Sedation - Paeds Flashcards
What 3 factors are important during an assessment of a paediatric patient for conscious sedation?
History
- pain: asymptomatic? acute? = affects timing and tx options
- anxiety: general or specific? mild or severe?
- DH: past traumatic experiences? what’s worked well for px in past?
- MH: Mouth breather? intellectual impairment?
Patient Factors - what is the px coping style?
Goals - what tx do they want? do they just want tx or do they want to address the anxiety? what motivates px?
What is understanding dependant on?
age and stage of development
Define a monitor coping style
require lots of detail, understand what is going on and to consider it.
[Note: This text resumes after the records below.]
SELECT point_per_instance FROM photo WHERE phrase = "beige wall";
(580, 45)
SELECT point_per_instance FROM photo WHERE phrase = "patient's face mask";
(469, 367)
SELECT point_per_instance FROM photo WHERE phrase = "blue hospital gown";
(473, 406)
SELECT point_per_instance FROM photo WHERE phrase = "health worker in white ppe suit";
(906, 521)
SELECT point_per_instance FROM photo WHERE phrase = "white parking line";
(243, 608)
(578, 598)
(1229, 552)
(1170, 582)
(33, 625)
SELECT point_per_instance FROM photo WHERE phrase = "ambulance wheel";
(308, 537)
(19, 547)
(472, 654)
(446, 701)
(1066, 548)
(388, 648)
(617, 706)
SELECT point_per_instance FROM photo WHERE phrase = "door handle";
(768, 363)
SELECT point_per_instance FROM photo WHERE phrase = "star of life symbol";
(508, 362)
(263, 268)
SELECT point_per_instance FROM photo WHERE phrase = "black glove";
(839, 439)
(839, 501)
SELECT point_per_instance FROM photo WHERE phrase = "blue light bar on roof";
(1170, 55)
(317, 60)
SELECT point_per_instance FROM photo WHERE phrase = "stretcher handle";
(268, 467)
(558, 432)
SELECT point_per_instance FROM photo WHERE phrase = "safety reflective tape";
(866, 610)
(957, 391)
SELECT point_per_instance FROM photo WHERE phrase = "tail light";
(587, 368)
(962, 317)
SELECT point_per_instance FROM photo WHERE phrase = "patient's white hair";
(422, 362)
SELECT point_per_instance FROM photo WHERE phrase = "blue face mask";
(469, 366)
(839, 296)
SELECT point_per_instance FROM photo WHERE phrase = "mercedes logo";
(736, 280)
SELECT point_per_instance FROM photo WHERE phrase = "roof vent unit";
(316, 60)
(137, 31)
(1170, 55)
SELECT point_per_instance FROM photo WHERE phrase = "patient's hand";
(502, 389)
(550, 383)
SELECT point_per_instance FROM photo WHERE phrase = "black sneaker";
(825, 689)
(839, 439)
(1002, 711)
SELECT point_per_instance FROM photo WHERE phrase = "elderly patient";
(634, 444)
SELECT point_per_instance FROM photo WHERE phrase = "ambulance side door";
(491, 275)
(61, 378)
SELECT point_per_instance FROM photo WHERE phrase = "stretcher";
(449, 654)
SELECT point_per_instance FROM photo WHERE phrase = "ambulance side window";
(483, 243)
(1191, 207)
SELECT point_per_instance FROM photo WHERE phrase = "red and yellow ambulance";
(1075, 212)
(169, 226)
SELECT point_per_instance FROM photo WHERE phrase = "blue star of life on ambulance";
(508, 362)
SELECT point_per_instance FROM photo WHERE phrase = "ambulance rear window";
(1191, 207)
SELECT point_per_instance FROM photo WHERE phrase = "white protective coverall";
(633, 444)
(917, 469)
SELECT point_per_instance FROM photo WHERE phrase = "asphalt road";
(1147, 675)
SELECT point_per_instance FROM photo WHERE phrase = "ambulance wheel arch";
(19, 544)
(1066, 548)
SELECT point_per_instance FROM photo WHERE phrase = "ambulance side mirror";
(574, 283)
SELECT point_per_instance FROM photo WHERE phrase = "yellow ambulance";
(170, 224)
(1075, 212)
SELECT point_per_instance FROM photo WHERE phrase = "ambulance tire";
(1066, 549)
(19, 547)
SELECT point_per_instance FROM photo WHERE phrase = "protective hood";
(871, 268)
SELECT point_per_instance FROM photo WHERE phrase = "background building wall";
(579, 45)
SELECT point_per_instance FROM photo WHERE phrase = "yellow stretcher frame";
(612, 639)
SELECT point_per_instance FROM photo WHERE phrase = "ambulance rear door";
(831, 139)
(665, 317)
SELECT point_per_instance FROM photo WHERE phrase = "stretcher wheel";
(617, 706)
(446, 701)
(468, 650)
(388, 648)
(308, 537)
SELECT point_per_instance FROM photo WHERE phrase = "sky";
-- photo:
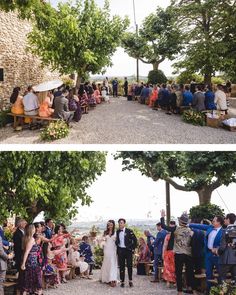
(121, 59)
(134, 196)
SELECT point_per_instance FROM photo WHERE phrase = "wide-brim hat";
(184, 218)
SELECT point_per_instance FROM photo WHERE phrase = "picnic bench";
(17, 118)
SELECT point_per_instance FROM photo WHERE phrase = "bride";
(109, 264)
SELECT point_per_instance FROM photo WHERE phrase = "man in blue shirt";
(158, 247)
(187, 97)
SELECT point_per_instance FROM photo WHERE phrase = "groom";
(126, 242)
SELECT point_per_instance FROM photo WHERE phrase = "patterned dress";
(32, 281)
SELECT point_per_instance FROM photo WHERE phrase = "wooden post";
(168, 215)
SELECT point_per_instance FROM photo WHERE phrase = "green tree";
(157, 40)
(206, 20)
(32, 182)
(202, 172)
(77, 38)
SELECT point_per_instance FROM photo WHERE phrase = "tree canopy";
(77, 38)
(205, 27)
(202, 172)
(158, 39)
(32, 182)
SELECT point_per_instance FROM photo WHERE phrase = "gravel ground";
(125, 122)
(142, 286)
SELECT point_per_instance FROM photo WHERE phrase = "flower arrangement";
(55, 130)
(224, 289)
(194, 117)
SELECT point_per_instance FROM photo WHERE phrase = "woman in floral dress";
(32, 277)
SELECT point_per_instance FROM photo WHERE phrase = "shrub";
(194, 117)
(207, 211)
(156, 77)
(55, 130)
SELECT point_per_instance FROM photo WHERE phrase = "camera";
(230, 235)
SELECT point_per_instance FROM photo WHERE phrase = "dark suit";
(17, 239)
(62, 109)
(125, 254)
(227, 259)
(3, 266)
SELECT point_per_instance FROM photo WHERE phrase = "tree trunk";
(204, 195)
(78, 81)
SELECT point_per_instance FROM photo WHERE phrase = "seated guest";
(209, 99)
(62, 108)
(76, 261)
(187, 97)
(144, 256)
(86, 252)
(31, 103)
(17, 100)
(74, 104)
(198, 102)
(45, 104)
(220, 99)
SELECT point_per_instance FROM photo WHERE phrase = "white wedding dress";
(109, 270)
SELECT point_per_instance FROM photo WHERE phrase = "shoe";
(155, 281)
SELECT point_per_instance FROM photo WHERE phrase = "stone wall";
(20, 67)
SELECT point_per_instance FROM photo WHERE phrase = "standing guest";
(49, 228)
(209, 99)
(109, 264)
(198, 102)
(126, 85)
(126, 242)
(17, 240)
(86, 252)
(212, 243)
(3, 265)
(144, 257)
(221, 99)
(187, 97)
(17, 102)
(31, 103)
(183, 252)
(45, 104)
(62, 108)
(169, 258)
(32, 279)
(115, 85)
(150, 240)
(227, 251)
(158, 247)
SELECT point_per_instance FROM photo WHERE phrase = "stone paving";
(127, 122)
(142, 286)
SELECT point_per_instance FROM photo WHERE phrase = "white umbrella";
(45, 86)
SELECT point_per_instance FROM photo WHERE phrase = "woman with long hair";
(17, 102)
(109, 265)
(32, 278)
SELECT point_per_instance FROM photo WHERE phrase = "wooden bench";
(17, 117)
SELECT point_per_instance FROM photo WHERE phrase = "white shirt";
(122, 238)
(30, 102)
(220, 100)
(211, 237)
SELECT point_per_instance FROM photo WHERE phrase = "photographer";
(227, 249)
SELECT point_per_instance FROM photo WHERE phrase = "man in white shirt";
(220, 99)
(31, 103)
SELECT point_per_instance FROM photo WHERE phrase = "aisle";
(142, 286)
(128, 122)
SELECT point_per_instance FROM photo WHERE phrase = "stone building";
(18, 67)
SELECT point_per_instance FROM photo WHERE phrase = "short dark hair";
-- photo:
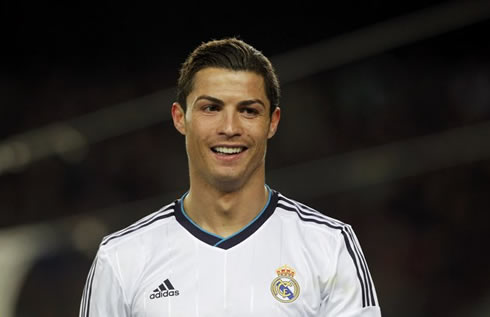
(228, 53)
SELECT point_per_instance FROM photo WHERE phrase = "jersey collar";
(234, 239)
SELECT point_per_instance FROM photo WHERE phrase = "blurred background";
(385, 125)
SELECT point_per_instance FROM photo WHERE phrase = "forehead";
(220, 82)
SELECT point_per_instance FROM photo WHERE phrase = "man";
(231, 246)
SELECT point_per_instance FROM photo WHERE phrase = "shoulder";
(143, 226)
(308, 215)
(311, 220)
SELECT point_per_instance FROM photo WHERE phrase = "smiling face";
(226, 125)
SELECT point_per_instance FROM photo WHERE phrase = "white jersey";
(290, 260)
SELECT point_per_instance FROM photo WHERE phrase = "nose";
(230, 123)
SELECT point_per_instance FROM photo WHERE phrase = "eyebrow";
(221, 102)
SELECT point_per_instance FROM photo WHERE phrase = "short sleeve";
(351, 288)
(103, 294)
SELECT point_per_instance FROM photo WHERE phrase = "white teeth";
(228, 150)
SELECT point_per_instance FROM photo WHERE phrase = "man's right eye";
(210, 108)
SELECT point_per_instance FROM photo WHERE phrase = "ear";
(276, 116)
(178, 116)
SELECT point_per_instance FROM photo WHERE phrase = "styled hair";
(232, 54)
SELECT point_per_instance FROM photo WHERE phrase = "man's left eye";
(250, 111)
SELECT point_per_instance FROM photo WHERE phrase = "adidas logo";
(164, 290)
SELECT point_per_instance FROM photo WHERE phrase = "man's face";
(226, 125)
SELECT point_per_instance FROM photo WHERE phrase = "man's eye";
(210, 108)
(250, 111)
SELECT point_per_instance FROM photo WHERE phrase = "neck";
(225, 213)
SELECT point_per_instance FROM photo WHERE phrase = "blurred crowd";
(424, 236)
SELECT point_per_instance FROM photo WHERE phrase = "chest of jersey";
(269, 274)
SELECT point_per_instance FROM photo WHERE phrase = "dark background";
(424, 233)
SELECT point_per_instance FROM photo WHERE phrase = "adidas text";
(164, 294)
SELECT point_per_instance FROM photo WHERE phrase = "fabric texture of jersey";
(291, 260)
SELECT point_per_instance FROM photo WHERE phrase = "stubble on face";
(228, 111)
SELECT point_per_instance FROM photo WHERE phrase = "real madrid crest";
(284, 287)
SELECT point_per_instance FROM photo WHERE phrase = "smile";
(228, 150)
Define a blunter coping style
Don’t want to be involved in what’s going on/know what’s happening
List methods of pain and anxiety management and Gove examples. (4)
• Nonpharmacological behaviour management
- CBT, Tell, show do, Hypnosis
• Local anaesthetic - With good behaviour management, hypnosis/relaxation and CBT LA is manageable.
- An alternative is to use the wand = useful for children anxious by traditional methods/appearance of LA.
• Sedation
- Inhalation, IV, Oral/transmucosal
• GA
What are the paediatric indications for inhalation sedation? (6)
• Age – must be able to understand/be comfortable with nasal breathing and hypnotic suggestion.
• Anxiety level – mild/moderate (helpful for needle phobia as no IV)
• Management of gag (not suitable if this is the only indication as relaxation exercises can also work)
• Medical considerations - useful for conditions which are worsened by stress i.e asthma or had positive experiences on IH sedation before.
• Previous DH – useful for those who have had positive experiences on IH sedation before
• Dental needs – depends on what treatment i.e. a young children with high volumes of unpleasant treatment or difficult treatment on any child (extractions, surgicals)
What are the paediatric contraindications for inhalation sedation? (6)
• Age – child cannot understand/cooperate with sedation/nasal breathing.
• Anxiety level – extreme (unless the child is older and cannot toleate IV)
• Medical considerations - intellectual impairment inhibits understanding and susceptibility to hypnotic suggestion, has a nasal blockage or are mouth breathers etc
• Previous DH – previous unsuccessful attempts or fearful of the nasal hood
• Dental needs – Tx of the maxillary incisors can interfere with the nasal hood
• Patient choice – cannot force px’s
What is the minimum age considered for inhalation sedation?
4/5/6 - varies depending on px
What should be involved in consent for inhalation sedation? (5)
• Explore how the child will feel i.e. tingles, P&N
• Reassure child/parent that they will go back to normal after treatment
• Ensure child/parent understands that they will need additional LA etc.
• Get parent and child to repeat the information back to you to assess understanding.
• Provide pre&post op instructions
What patient instructions are provided before inhalation sedation? (3)
- Advise px to have a light meal before tx
- Ensure no pregnant adult to accompany child
- If child has a blocked nose = no Tx on the day
What post-op instructions are provided after inhalation sedation?
Ensure supervision for the rest of the day
- however child can go back to school if the teachers are informed
Describe the way in which we would provide the sedative during inhalation sedation. (4)
Turn flow to 5/6l per min using 100% oxygen
After a few mins (get the child settled) turn oxygen down to 90%
After another 1 min turn the oxygen down to 80%
- Can increase the nitrous oxide in 5% increments after this stage and monitor for relaxation.
Describe how we carry out the recovery process during inhalation sedation. (4)
- Once Tx completed/near the end = increase oxygen to 100%
- Allow 100% oxygen to be breathed for 2 mins before taking the nasal hood off
- After the nasal hood is removed allow px to relax for a few mins before getting them to sit up
- Once the child is sat up; communicate, encourage, praise and provide post-op instructions.
What IV sedative is commonly used for paediatric sedation?
Propofol
What are the indications for use of intravenous sedation in paediatric patients? (5)
• Age – (adolescents) 12 or above
• Anxiety – moderate to severe
• Medical conditions worsened by stress i.e. asthma or if they have generalised anxiety
• Previous dental history – if they’ve had previous difficult experiences or if they have a generalised dental phobia or phobia of Intra-oral injections
• Dental needs – depends on what treatment i.e. high volumes of unpleasant treatment or ortho extractions in an adolescent with no previous tx history.